Sonntag, 13. Dezember 2015

Rezension Zivilrecht: Commercial Contracts in Germany

Mann, Commercial Contracts in Germany, 1. Auflage, C.H. Beck 2015

Von Carina Wollenweber, Wirtschaftsjuristin, LL.M., Siegen



Das Werk von Mann ist, wie der Titel bereits erahnen lässt, in englischer Sprache geschrieben und umfasst 297 Seiten (inkl. Anhang und Stichwortverzeichnis). Es besteht aus 2 Teilen: dem Hauptteil, welcher sich mit (Handels-)Vertragsarten befasst, und einer Art Anhang, in welchem Auszüge aus dem HGB und ProdHaftG sowie eine Liste mit den wichtigsten Begriffen in deutsch und englisch zu finden sind.

Der Hauptteil gliedert sich in 13 Kapitel (A – M).

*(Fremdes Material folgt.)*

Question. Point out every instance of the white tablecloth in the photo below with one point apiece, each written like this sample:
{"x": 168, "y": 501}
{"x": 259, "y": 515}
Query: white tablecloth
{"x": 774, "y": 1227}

Kapitel 1 (A) schildert Aufbau und Inhalt des Werkes. Das 2. Kapitel (B) beschäftigt sich mit den Grundlagen und -sätzen des Vertragsrechts und bildet einen wesentlichen Schwerpunkt des Werkes. Gegenstand sind insbesondere das Zustandekommen und die Beendigung eines Vertrages, AGB-Recht, Verträge in der Insolvenz sowie internationales Vertragsrecht. Zum letztgenannten Bereich zählt auch die Tabelle (S. 52), in welcher die Unterschiede zwischen BGB und CISG hervorgehoben werden. Kapitel 3 (C) widmet sich der Streitschlichtung.

In den Kapiteln 4 – 13 (D – M) werden spezielle Handels- und Vertriebsvertragstypen vorgestellt. Die meisten Seiten beschäftigen sich mit dem Kauf- (Kapitel 4, D), Handelsvertreter- (Kapitel 8, H) und Vertragshändlervertrag (Kapitel 9, I). Relevant für den Kaufvertrag aus Kapitel 4 (D) sind z.B. die Rechte und Pflichten der Parteien sowie die Produkthaftung. Kapitel 5 (E) widmet sich der Qualitätssicherungsvereinbarung. Die Themen Kommissions- (Kapitel 10, J), Transport- und Fracht- (Kapitel 12, L) sowie Lagervertrag (Kapitel 13, M) werden ebenfalls behandelt.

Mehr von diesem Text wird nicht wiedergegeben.